The third annual National Student Day was held in October with over 1,700 campuses celebrating and promoting social responsibility and volunteerism by their students. Sponsored by the National Association of College Stores (NACS), one of the goals of National Student Day is to change the perception that students are just too distracted by academic and college concerns to develop a strong sense of social responsibility. “For years, college students have been volunteering in their campus communities and beyond,” remarked NACS Director of Public Relations, Charles Schmidt. “From cleaning up a local park to serving as a Big Brother or Big Sister, they have taken time out of their hectic schedules to perform selfless acts without seeking recognition,” he added. Barnes & Noble College wanted to celebrate and recognize students in a very special way this National Student Day, and did so in partnership with an organization close to many students’ hearts.
In its second year of partnership with Habitat for Humanity International, Barnes & Noble College wanted to use the celebration of National Student Day as a way to highlight the many efforts students bring to their communities throughout the country. Using social media as a platform to showcase their activities, students were encouraged to upload photographs of their volunteerism on Instagram, Facebook and via tweets on Twitter using the hashtag #studentsdoinggood. For every photo submitted, Barnes and Noble College committed a $1 donation to Habitat for Humanity. “The sweepstakes just brought home the point that there’s a lot of good out there,” remarked Tamara Vostok, Manager, Consumer & New Media Marketing for Barnes & Noble College, describing a wide range of activities including photos of students helping in soup kitchens, shelters, with senior citizens and assisted-living homes, and cleaning on the side of highways. “It’s really validating to see the range of causes our students care about,” she said.
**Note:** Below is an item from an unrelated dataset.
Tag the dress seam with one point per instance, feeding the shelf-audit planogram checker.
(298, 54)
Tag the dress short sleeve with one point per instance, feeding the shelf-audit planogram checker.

Part of that commitment to community was also on show at this year’s Habitat for Humanity Youth Leadership Conference, a three-day conference where youth leaders and volunteers celebrated the past year’s accomplishments creating decent, affordable housing for low-income families. A popular draw at the accompanying trade show was the Barnes & Noble College photo booth, where students were encouraged to pose and share their pictures on their own social networks, with every shared photo counted towards the goal of raising $25,000 for Habitat through the #studentsdoinggood campaign. “The overall conference theme was Constructive Discontent,” said Barnes & Noble College’s Campus Marketing Specialist, Erin Lenihan, “being unhappy with something in the world, and using your efforts to change it in a positive and constructive way,” she added.
Through a series of workshop sessions and guest speakers, the student volunteers learned a wide variety of practices to make their own Habitat teams successful. “It’s a great way to learn about the activities of more than just the local chapter,” Lenihan pointed out. “And it was a great opportunity for us to meet with many students outside of our immediate Barnes & Noble College family.”
Like Habitat for Humanity, which has helped more than 3 million people construct, rehabilitate or preserve homes since 1976, a new generation of students are learning their value through a deeper sense of community. Barnes & Noble College’s Vostok points out that the millennial generation’s reliance on social media has itself played an instrumental role in creating that awareness, and has just completed a promotion raising $5,000 dollars for cancer survivors by engaging students through Facebook. “It enables students to feel part of a bigger society, and creates a really easy platform for them to reach out and give back,” she said. While Vostok and her team are busy continuing the #studentsdoinggood program to reach a $25,000 target by the end of spring term, she doesn’t doubt the resolve of college students in devoting their time, effort and values to improve their communities. “We see they’re ideally empowered,” she said. “They’re very focused on their goals; they want to create change and they realize they’re the ones who can make that happen.”